I drove to a pond I ice fished this past winter and set up my slip float at 3 feet.  Two waxies on a hook and side arm fling later and I was watching my float bob into place...and then bob under the surface and stay down.

Math tells me that 30 waxies divided by two per hook equals fifteen baited hooks.  Some caught two bluegills so I probably had around twenty gills in my walk around this pond that I caught with waxies.  I did have to keep ducking under the cover of tree branches to avoid the spotty rain showers.  

I was enjoying myself and being out of bait wasn't going to stop me.  I remembered the words of Marty aka Wacky Bass on the DuPage Angler forums.
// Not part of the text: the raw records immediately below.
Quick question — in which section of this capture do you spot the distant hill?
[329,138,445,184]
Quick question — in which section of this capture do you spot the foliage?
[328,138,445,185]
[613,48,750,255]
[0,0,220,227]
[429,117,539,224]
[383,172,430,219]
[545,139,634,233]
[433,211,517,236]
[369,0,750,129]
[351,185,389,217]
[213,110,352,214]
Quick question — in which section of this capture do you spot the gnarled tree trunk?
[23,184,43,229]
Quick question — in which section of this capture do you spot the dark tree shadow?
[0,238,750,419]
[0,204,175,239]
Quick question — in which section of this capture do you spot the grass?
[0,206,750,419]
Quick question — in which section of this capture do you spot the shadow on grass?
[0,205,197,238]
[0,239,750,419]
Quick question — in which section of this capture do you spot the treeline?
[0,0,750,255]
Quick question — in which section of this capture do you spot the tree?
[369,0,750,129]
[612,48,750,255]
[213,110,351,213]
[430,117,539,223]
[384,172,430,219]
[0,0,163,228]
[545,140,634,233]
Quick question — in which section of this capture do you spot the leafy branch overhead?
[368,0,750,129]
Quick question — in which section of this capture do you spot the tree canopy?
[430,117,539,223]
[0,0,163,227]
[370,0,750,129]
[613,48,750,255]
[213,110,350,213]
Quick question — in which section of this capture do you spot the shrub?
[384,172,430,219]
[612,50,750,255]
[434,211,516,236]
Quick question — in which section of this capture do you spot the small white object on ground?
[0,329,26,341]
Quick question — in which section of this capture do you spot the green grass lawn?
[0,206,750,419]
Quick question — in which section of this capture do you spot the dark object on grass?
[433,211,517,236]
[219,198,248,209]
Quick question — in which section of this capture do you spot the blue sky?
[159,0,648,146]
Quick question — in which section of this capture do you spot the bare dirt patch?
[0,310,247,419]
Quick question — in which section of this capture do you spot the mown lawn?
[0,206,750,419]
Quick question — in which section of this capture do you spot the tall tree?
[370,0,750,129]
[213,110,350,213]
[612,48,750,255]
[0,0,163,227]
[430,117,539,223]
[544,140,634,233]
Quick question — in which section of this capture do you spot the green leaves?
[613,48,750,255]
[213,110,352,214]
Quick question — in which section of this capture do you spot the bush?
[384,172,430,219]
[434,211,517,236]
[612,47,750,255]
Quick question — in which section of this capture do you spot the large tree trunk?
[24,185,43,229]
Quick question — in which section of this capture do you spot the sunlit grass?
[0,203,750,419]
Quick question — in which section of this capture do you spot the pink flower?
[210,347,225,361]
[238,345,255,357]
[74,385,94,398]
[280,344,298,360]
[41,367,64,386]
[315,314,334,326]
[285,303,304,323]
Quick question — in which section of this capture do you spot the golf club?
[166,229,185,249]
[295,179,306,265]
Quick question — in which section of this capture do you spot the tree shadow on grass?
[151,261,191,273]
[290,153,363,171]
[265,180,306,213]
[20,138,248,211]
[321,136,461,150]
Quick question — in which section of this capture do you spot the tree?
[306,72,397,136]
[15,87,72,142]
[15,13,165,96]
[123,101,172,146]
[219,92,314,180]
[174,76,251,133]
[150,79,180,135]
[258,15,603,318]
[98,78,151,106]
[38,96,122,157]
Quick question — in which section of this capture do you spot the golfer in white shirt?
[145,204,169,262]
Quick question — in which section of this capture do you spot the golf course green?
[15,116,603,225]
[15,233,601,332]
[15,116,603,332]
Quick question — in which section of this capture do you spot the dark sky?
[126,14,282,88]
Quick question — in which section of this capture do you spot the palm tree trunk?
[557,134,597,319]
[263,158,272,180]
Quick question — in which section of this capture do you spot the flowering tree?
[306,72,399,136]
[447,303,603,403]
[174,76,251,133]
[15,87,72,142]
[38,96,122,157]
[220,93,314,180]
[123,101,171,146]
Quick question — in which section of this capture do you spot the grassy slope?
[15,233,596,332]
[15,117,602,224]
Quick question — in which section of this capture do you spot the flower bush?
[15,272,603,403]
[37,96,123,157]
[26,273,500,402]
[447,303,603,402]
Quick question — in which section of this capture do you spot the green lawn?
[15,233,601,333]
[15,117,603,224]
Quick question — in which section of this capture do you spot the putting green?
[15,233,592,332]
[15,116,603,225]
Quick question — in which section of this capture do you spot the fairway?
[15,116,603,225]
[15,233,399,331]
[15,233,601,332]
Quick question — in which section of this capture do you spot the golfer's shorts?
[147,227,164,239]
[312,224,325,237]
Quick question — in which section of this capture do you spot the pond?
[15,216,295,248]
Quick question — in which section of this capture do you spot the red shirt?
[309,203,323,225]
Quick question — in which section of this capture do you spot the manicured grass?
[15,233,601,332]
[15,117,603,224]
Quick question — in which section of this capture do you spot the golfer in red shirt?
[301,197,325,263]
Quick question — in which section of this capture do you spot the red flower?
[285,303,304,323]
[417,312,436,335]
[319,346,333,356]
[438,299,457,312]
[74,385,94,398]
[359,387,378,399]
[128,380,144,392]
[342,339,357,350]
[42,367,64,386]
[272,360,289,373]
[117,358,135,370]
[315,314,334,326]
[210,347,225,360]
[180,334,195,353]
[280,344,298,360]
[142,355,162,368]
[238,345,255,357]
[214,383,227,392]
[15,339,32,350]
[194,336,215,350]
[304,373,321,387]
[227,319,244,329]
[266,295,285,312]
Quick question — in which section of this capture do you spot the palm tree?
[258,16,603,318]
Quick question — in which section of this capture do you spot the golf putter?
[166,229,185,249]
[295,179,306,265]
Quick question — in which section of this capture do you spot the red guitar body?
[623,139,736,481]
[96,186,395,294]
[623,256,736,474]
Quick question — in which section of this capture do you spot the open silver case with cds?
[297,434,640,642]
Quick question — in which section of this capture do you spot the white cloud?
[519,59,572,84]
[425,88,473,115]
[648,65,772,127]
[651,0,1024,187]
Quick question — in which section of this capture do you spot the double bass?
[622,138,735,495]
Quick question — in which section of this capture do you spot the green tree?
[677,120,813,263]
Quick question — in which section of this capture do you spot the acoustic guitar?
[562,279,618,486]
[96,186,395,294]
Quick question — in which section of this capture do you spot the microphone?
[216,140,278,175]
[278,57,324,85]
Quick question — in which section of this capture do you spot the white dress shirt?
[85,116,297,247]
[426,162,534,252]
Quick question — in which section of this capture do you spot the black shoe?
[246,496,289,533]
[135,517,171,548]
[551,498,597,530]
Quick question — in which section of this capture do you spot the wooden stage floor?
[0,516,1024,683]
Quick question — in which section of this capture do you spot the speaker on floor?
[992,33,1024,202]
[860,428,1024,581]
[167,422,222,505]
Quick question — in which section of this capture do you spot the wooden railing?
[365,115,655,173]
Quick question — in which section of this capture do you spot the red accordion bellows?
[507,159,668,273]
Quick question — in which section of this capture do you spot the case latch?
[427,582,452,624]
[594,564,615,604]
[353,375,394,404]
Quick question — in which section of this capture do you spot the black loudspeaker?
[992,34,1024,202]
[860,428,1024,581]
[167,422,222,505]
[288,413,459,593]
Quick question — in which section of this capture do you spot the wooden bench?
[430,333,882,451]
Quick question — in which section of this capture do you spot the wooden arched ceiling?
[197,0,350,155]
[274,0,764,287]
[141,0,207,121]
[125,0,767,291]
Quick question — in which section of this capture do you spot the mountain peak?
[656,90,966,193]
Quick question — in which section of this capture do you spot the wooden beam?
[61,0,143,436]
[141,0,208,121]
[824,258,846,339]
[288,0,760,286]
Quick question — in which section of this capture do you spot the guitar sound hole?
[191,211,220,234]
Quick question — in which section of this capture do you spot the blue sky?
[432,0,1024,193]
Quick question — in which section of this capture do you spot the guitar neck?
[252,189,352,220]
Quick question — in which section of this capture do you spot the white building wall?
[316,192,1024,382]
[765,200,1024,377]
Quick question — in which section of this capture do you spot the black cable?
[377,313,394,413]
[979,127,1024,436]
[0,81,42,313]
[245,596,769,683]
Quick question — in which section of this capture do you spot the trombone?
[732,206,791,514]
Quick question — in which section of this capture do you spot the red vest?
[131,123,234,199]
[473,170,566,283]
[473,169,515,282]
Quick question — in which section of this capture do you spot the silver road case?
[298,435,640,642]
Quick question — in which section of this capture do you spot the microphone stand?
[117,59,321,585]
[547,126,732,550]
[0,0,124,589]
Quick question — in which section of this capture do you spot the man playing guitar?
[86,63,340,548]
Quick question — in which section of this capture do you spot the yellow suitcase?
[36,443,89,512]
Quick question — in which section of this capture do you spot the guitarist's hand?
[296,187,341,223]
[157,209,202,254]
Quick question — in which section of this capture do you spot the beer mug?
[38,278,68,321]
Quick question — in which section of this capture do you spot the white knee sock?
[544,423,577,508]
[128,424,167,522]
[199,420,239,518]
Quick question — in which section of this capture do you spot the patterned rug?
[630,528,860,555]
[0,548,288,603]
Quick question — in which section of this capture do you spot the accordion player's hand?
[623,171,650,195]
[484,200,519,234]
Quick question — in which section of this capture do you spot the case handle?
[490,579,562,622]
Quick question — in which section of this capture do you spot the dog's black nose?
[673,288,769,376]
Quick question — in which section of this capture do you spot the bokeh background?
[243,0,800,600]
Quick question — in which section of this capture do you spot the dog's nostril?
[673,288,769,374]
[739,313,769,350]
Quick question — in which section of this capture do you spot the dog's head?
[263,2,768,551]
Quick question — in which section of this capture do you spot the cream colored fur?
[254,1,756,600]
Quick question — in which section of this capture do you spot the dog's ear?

Take a Gulp Grub and cut the tail off, thread it on your hook and you've got a bait that bluegills will eat all day.

He was right!  Bluegills loved the grub-body and the thing was practically indestructible.

Then a funny thing happened.  The rain really started to come down.  I plopped down on the dry ground under the cover of a small tree to wait out the rain.  Since there were no other trees around me I could side-arm cast sitting down.  Ok, fling the indestructo-grub with the slip float set at about four feet.  The weights pull the float upright then the float shoots down.  Like a light switch had been thrown the grub that had been catching bluegills now began catching bass.

I caught a few small guys and then a nice little 12" guy which was a hoot on the ultralight.

Once the rain broke I packed up and left.  My day of fishing was fun, I got to prove that the big yellow ultralight can catch fish, and that there exists, if only in my mind a Largemouth Lightswitch.